You would think that Trump Jr., the Grown Ups 2 of people, would be inclined to celebrate his father's ostensible accomplishments, if only so dad would perhaps remember to grunt at him at Christmas this year. But his book is just an enraged litany of how critics have been very mean, as though a Presidency is supposed to be treated with the same fawning approval as a child's drawing that gets taped to the fridge even though the stegosaurus clearly has an erection. The idea that governments are supposed to accomplish tasks feels like an afterthought, a reason to occasionally blurt out "Oh, and we made the Dow really big, or small, whichever the good one is," before we return to the true business of owning the libs.
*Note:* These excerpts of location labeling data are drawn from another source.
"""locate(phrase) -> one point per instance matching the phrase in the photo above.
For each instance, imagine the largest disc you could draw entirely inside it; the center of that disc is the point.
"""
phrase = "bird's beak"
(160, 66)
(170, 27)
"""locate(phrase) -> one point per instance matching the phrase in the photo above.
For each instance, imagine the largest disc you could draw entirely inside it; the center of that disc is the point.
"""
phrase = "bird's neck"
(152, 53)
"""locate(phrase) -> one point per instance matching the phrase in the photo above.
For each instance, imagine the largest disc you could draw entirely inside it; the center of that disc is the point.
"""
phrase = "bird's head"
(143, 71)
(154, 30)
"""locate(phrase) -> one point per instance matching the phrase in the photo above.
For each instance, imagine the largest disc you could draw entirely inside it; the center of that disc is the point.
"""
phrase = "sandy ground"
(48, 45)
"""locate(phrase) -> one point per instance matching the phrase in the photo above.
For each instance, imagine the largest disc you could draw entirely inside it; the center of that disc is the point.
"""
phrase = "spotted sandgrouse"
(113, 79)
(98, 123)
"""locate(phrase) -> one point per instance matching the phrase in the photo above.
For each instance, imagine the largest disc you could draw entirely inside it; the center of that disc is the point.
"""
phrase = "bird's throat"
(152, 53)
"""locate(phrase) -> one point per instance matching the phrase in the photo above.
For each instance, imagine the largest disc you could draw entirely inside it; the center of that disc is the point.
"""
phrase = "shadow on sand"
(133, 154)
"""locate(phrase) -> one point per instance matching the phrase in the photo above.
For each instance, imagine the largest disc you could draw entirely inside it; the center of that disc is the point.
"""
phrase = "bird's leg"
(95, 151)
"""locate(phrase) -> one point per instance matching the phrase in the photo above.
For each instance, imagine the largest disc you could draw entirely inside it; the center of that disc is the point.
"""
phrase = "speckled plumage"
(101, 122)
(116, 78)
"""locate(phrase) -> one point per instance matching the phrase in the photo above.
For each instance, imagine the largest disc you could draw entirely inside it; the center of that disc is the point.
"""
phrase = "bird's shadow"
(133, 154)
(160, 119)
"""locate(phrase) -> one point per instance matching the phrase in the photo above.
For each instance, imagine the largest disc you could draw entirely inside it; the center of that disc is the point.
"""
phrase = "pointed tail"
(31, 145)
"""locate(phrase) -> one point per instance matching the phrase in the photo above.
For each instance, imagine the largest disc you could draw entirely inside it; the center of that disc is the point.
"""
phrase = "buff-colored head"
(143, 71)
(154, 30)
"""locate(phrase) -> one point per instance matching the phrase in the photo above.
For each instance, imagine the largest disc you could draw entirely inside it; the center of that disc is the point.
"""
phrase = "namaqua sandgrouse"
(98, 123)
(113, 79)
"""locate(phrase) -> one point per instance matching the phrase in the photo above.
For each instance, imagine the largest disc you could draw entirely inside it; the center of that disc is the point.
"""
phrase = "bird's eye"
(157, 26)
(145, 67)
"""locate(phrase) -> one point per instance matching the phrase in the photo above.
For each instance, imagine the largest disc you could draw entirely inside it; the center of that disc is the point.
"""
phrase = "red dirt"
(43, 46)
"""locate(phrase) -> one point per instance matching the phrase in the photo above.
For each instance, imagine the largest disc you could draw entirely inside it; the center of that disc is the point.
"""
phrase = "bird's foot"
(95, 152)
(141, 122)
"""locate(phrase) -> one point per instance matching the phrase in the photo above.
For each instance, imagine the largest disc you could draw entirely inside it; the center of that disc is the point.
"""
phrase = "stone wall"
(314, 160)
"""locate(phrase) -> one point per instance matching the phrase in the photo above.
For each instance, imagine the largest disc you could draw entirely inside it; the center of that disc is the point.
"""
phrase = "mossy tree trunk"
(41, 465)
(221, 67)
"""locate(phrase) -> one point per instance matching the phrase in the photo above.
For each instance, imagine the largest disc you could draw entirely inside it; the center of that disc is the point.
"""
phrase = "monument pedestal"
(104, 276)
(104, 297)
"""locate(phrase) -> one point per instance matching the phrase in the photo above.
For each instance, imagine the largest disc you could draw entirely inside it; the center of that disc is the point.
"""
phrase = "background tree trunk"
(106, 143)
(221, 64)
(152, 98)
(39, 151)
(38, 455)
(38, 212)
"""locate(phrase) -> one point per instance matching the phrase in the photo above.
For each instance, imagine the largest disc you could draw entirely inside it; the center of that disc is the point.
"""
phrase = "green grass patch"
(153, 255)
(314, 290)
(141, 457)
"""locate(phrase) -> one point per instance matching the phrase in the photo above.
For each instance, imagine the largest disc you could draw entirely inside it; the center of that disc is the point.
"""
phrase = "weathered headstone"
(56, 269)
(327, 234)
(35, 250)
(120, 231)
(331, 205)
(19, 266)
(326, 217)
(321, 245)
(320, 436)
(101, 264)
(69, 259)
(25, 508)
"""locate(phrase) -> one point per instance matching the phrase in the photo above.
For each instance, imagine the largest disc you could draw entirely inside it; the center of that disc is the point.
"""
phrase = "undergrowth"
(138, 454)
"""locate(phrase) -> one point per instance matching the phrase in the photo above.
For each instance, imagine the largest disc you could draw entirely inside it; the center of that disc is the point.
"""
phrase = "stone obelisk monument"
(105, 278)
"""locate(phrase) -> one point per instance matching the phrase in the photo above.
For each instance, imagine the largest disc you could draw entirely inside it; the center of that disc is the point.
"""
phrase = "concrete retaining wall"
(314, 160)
Pretending that the last four years haven't really happened appears to be one of Trump's key policies, given his repeated warnings that if Joe Biden is elected America will descend into what's already happening under the Trump administration. So while Trump's 2015 book had a certain twisted optimism, 2020 is all nihilism, baby: instead of "Here's a childishly simplistic plan to fix America" we're at "Things could always be worse, and don't you forget it."

And so voters are being called upon to hold the line. But eventually you have to ask what it is, exactly, that's being defended. There's a jarring disconnect between seeing Trump bluster about how the economy is as great as it's ever been and re-electing him would make it even greater-er, then reading about, say, the 89-year-old who took up pizza delivery because he couldn't afford to live off his social security. GoFundMe, already a sad staple of American healthcare, has added a category for basic household expenses, because 50 million Americans are struggling to afford them. If that's worth defending because you can't imagine things ever getting better, well, maybe it's no wonder Freepers seem miserable all the time.  

There's nothing that can be said about Trump now that hasn't been repeated ad nauseum, no one scandal that will bring him to ruin. But 2020, it feels, is a decision between whether America will start putting a few fires out, or whether reducing more lives to ashes is admirable as long as the right people burn.